Page:Duchaussois - Aux glaces polaires, Indiens et Esquimaux, 1921.djvu/372

Le texte de cette page a été corrigé et est conforme au fac-similé.
359
LES ESCLAVES

La veine des souffrances ne devait pas tarir de sitôt, à la mission Saint-Paul, après le départ du Père Lecomte.

En février 1890, le Père Gourdon monta de Saint-Raphaël pour le remplacer. Il perdit tous ses chiens, en route, dans la neige extraordinairement profonde.

Au petit jour du 7 juin suivant — fête du Sacré-Cœur — cette neige, grossie de la neige fondue dans les montagnes, envahit la mission, juchée cependant à une hauteur où l’eau n’avait jamais atteint.
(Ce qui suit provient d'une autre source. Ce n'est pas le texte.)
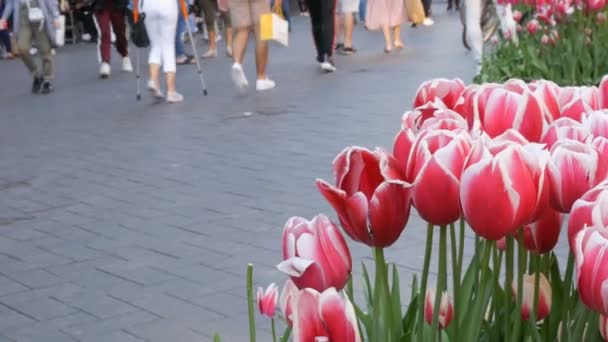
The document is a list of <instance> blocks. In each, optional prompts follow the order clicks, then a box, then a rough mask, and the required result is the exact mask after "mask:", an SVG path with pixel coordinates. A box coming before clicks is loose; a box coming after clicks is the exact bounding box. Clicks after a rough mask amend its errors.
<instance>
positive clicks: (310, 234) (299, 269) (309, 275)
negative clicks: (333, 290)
mask: <svg viewBox="0 0 608 342" xmlns="http://www.w3.org/2000/svg"><path fill="white" fill-rule="evenodd" d="M282 239H283V260H284V261H283V262H281V263H280V264H279V265H278V266H277V268H278V269H279V270H280V271H282V272H284V273H286V274H288V275H289V276H291V280H292V281H293V282H294V284H295V285H296V286H297V287H298V288H299V289H303V288H307V287H308V288H312V289H315V290H317V291H323V290H325V289H327V288H330V287H335V288H338V289H342V288H344V285H346V282H347V281H348V278H349V276H350V272H351V270H352V259H351V256H350V251H349V250H348V246H347V245H346V241H344V238H343V237H342V234H341V233H340V230H339V229H338V227H336V226H335V225H334V224H333V223H332V222H331V221H330V220H329V219H328V218H327V216H325V215H317V216H315V218H313V219H312V221H308V220H306V219H304V218H301V217H292V218H290V219H289V221H287V224H285V228H284V229H283V238H282Z"/></svg>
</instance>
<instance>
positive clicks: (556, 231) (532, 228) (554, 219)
mask: <svg viewBox="0 0 608 342" xmlns="http://www.w3.org/2000/svg"><path fill="white" fill-rule="evenodd" d="M561 226H562V214H561V213H559V212H557V211H555V210H553V209H551V208H549V207H547V208H546V210H545V211H544V213H543V214H542V215H541V217H540V218H539V219H538V221H536V222H534V223H532V224H529V225H527V226H525V227H524V246H525V247H526V249H527V250H529V251H532V252H535V253H539V254H543V253H547V252H550V251H551V250H553V248H555V246H556V245H557V241H558V240H559V233H560V230H561Z"/></svg>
Le Père Gourdon, éveillé par le clapotis du Hot contre son lit, n’eut que le temps de dire la sainte messe, de saisir son fusil et de grimper dans un sapin. De là-haut, à 20 mètres de terre, il vit partir, à la débandade, tout le bois de chauffage qu’il avait amassé brassée par brassée, son traîneau, tout ce qui n’était pas sa maison. Entre temps, il tirait pour appeler. Le commis, réfugié lui-même dans sa barque, vint le délivrer.

L’eau baissée, le missionnaire rangea son logis, et, n’attendant plus les sauvages, après ce déluge, il descendit au fort des Liards, quitte à revenir à l’automne.

Il était à prendre le soleil, devant la mission Saint-Raphaël, l’après-diner du 16 juillet, lorsqu’il aperçut, au large de la rivière des Liards, une petite caisse qui flottait. II lança un sauvageon à sa poursuite, et il ne tarda pas à reconnaître, dans l’épave rapportée ; le tabernacle de la mission Saint-Paul. Il comprit : l’inondation avait repris, au fort Nelson, avec les pluies, et sa maison s’en était allée. Il ne fut pas long à équiper un canot et à remonter au fort Nelson. Il trouva sa route jalonnée de ses meubles : à la cime d’un arbre, sa soutane de travail ; sur une pointe de rocher, son ostensoir et sa cloche ; ailleurs trois de ses chandeliers et deux pièces de son poêle. Au fort Nelson, plus rien ; ni maison, ni chapelle, à peine quelques ruines méconnaissables. Des sauvages jouaient à la main avec la relique de la vraie Croix, qu’ils avaient ramassée on ne sait où…


Le missionnaire à qui fut donnée la consolation de parfaire la conversion du fort Nelson — consolation achetée par douze années de voyages, de travaux, d’ennuis de toutes espèces, — fut le Père Le Guen.